Among many predictions, personal financial commentators focused on possible restrictions on the amounts people could contribute to their pensions, both in the form of the Annual Allowance and possible reduction in tax relief for contributions – Even the ex-Pensions Minister, Steven Webb, indicated that this was likely. A man who, in the words of the poet Sir John Betjeman, is ‘‘A man who really ought to know,for he is paid for saying so.‘‘
Amazingly, none of the predictions came to pass (although we always have to await the small print of the Finance Bill of course) and here is a picture of our Czech-based adviser’s predictions after the Budget:
So, what is likely to be of interest to financial advisers and their clients both in the UK and overseas from Budget 2017 ? We have summarised the points that are most likely to be of interest to individuals and small/medium sized business owners. A fuller list can be found here
Budget 2017 Main Points
Personal taxation and wages
Tax-free personal allowance on income tax to rise to £11,850 in line with inflation in April 2018
Higher-rate tax threshold to increase to £46,350
National Living Wage to rise in April 2018 by 4.4%, from £7.50 an hour to £7.83.
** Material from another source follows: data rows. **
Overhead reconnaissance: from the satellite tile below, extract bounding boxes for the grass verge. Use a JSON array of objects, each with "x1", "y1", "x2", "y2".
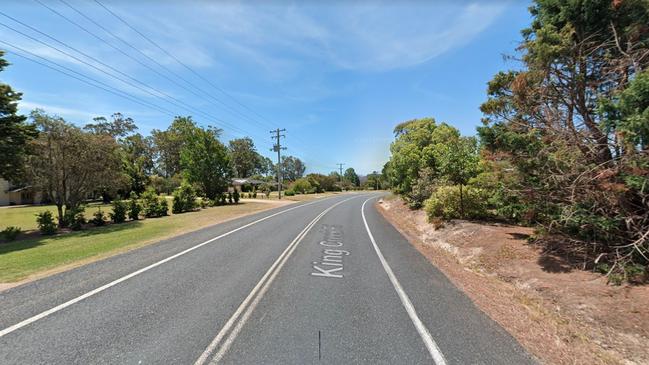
[{"x1": 0, "y1": 203, "x2": 284, "y2": 283}]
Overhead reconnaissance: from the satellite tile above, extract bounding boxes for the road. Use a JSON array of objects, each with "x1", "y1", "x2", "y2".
[{"x1": 0, "y1": 193, "x2": 534, "y2": 364}]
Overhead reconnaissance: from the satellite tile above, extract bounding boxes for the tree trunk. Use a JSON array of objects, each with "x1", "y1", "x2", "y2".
[
  {"x1": 460, "y1": 184, "x2": 464, "y2": 219},
  {"x1": 56, "y1": 202, "x2": 64, "y2": 228}
]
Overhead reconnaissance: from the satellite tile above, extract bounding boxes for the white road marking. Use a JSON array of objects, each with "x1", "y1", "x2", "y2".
[
  {"x1": 194, "y1": 196, "x2": 358, "y2": 365},
  {"x1": 361, "y1": 197, "x2": 446, "y2": 365},
  {"x1": 0, "y1": 198, "x2": 344, "y2": 337}
]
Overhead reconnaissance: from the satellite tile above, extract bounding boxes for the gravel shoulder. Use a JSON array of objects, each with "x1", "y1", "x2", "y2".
[{"x1": 377, "y1": 197, "x2": 649, "y2": 364}]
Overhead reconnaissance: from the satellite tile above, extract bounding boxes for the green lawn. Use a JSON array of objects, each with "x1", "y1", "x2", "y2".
[
  {"x1": 0, "y1": 203, "x2": 276, "y2": 283},
  {"x1": 0, "y1": 203, "x2": 112, "y2": 231},
  {"x1": 0, "y1": 196, "x2": 173, "y2": 231}
]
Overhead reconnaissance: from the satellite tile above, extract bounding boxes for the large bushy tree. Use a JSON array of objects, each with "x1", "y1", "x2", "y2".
[
  {"x1": 344, "y1": 167, "x2": 361, "y2": 187},
  {"x1": 281, "y1": 156, "x2": 306, "y2": 181},
  {"x1": 479, "y1": 0, "x2": 649, "y2": 272},
  {"x1": 229, "y1": 137, "x2": 262, "y2": 178},
  {"x1": 180, "y1": 123, "x2": 233, "y2": 199},
  {"x1": 28, "y1": 110, "x2": 122, "y2": 226}
]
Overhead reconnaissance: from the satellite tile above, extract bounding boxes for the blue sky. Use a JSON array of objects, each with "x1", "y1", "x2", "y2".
[{"x1": 0, "y1": 0, "x2": 530, "y2": 174}]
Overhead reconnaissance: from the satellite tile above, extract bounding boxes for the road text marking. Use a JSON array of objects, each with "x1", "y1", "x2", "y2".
[
  {"x1": 0, "y1": 196, "x2": 342, "y2": 337},
  {"x1": 194, "y1": 196, "x2": 358, "y2": 365},
  {"x1": 361, "y1": 197, "x2": 446, "y2": 365},
  {"x1": 311, "y1": 224, "x2": 349, "y2": 279}
]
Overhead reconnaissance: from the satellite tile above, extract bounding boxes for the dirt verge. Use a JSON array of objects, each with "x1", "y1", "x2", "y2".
[{"x1": 377, "y1": 198, "x2": 649, "y2": 364}]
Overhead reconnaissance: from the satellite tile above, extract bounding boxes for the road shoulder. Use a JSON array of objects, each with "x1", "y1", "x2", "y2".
[
  {"x1": 0, "y1": 201, "x2": 296, "y2": 292},
  {"x1": 377, "y1": 199, "x2": 649, "y2": 364}
]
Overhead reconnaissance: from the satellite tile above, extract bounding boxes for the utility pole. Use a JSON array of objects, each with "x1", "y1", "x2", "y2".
[
  {"x1": 270, "y1": 128, "x2": 286, "y2": 199},
  {"x1": 336, "y1": 163, "x2": 344, "y2": 182}
]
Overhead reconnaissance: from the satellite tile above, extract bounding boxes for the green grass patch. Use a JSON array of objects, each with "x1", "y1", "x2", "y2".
[
  {"x1": 0, "y1": 203, "x2": 274, "y2": 283},
  {"x1": 0, "y1": 203, "x2": 113, "y2": 231}
]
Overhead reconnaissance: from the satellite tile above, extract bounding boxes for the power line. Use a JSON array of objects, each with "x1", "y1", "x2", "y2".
[
  {"x1": 0, "y1": 40, "x2": 174, "y2": 116},
  {"x1": 270, "y1": 128, "x2": 286, "y2": 199},
  {"x1": 0, "y1": 11, "x2": 274, "y2": 148},
  {"x1": 59, "y1": 0, "x2": 284, "y2": 136},
  {"x1": 90, "y1": 0, "x2": 272, "y2": 127}
]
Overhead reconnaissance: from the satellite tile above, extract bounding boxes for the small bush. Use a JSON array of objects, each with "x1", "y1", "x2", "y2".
[
  {"x1": 142, "y1": 189, "x2": 169, "y2": 218},
  {"x1": 287, "y1": 177, "x2": 313, "y2": 194},
  {"x1": 424, "y1": 185, "x2": 488, "y2": 221},
  {"x1": 171, "y1": 183, "x2": 196, "y2": 214},
  {"x1": 63, "y1": 205, "x2": 86, "y2": 231},
  {"x1": 36, "y1": 210, "x2": 58, "y2": 235},
  {"x1": 110, "y1": 200, "x2": 128, "y2": 223},
  {"x1": 90, "y1": 208, "x2": 106, "y2": 227},
  {"x1": 0, "y1": 226, "x2": 22, "y2": 241},
  {"x1": 198, "y1": 198, "x2": 212, "y2": 209},
  {"x1": 157, "y1": 197, "x2": 169, "y2": 217},
  {"x1": 63, "y1": 205, "x2": 86, "y2": 231},
  {"x1": 128, "y1": 194, "x2": 142, "y2": 221}
]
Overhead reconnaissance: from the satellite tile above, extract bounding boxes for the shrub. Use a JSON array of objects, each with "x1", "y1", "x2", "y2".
[
  {"x1": 110, "y1": 200, "x2": 128, "y2": 223},
  {"x1": 142, "y1": 189, "x2": 169, "y2": 218},
  {"x1": 0, "y1": 226, "x2": 22, "y2": 241},
  {"x1": 424, "y1": 185, "x2": 488, "y2": 220},
  {"x1": 289, "y1": 177, "x2": 313, "y2": 194},
  {"x1": 198, "y1": 197, "x2": 212, "y2": 209},
  {"x1": 90, "y1": 208, "x2": 106, "y2": 227},
  {"x1": 171, "y1": 183, "x2": 196, "y2": 214},
  {"x1": 63, "y1": 205, "x2": 86, "y2": 231},
  {"x1": 156, "y1": 197, "x2": 169, "y2": 217},
  {"x1": 128, "y1": 194, "x2": 142, "y2": 221},
  {"x1": 36, "y1": 210, "x2": 58, "y2": 235},
  {"x1": 63, "y1": 205, "x2": 86, "y2": 231}
]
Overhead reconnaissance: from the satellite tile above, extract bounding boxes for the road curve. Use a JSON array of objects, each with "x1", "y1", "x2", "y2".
[{"x1": 0, "y1": 194, "x2": 534, "y2": 365}]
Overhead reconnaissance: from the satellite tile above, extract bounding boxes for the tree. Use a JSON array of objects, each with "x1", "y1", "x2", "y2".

Class 2 National Insurance abolished- now confirmed. Class 4 to increase from 9% to 10% in April 2018 and to 11% in 2019
Government introduces a £3,000 reduction in the tax-free dividend allowance from £5,000 to £2,000.
No change £325,000 threshold remains
Pensions- Annual Allowance and Tax Relief
New Lifetime Allowance confirmed as £1.030,000 for 2018/2019 an increase of £30,000
No other changes.
Capital Gains Tax
No changes mentioned
Stamp duty and Housing
Reduction of upfront costs for first-time buyers by removing SDLT on properties up to £300,000 nationally and for London and the South East, the first £300,000 of properties worth up to £500,000years to support house-building
Target of building 300,000 homes annually to be met “by the mid-2020s”
£630 million ‘small sites fund’
Homes left empty could be hit by a 100% council tax premium under powers to be handed to councils
Tobacco and Alcohol
Tobacco escalator to continue at inflation +2%, with additional 1% on hand rolling tobacco
Minimum excise duty will also rise
Duty on low cost, high strength alcohol – like white ciders – will increase at rate to be confirmed
Duties on other ciders, wines, spirits and beer frozen
Driverless cars on the road by 2021
Fuel duty frozen for seventh year in a row
No change to £85,000 VAT threshold – this is how much turnover firms must make before they must register for VAT. This will net the Treasury £170m a year by 2022/23
Business rates uprating measure to switch from RPI to CPI inflation, which is lower, two years earlier in April 2018. This will cost the Treasury £530m a year by 2019/20
The views expressed in this article are not to be construed as personal advice. You should contact a qualified and ideally regulated adviser in order to obtain up to date personal advice with regard to your own personal circumstances. If you do not then you are acting under your own authority and deemed “execution only”. The author does not except any liability for people acting without personalised advice, who base a decision on views expressed in this generic article. Where this article is dated then it is based on legislation as of the date. Legislation changes but articles are rarely updated, although sometimes a new article is written; so, please check for later articles or changes in legislation on official government websites, as this article should not be relied on in isolation.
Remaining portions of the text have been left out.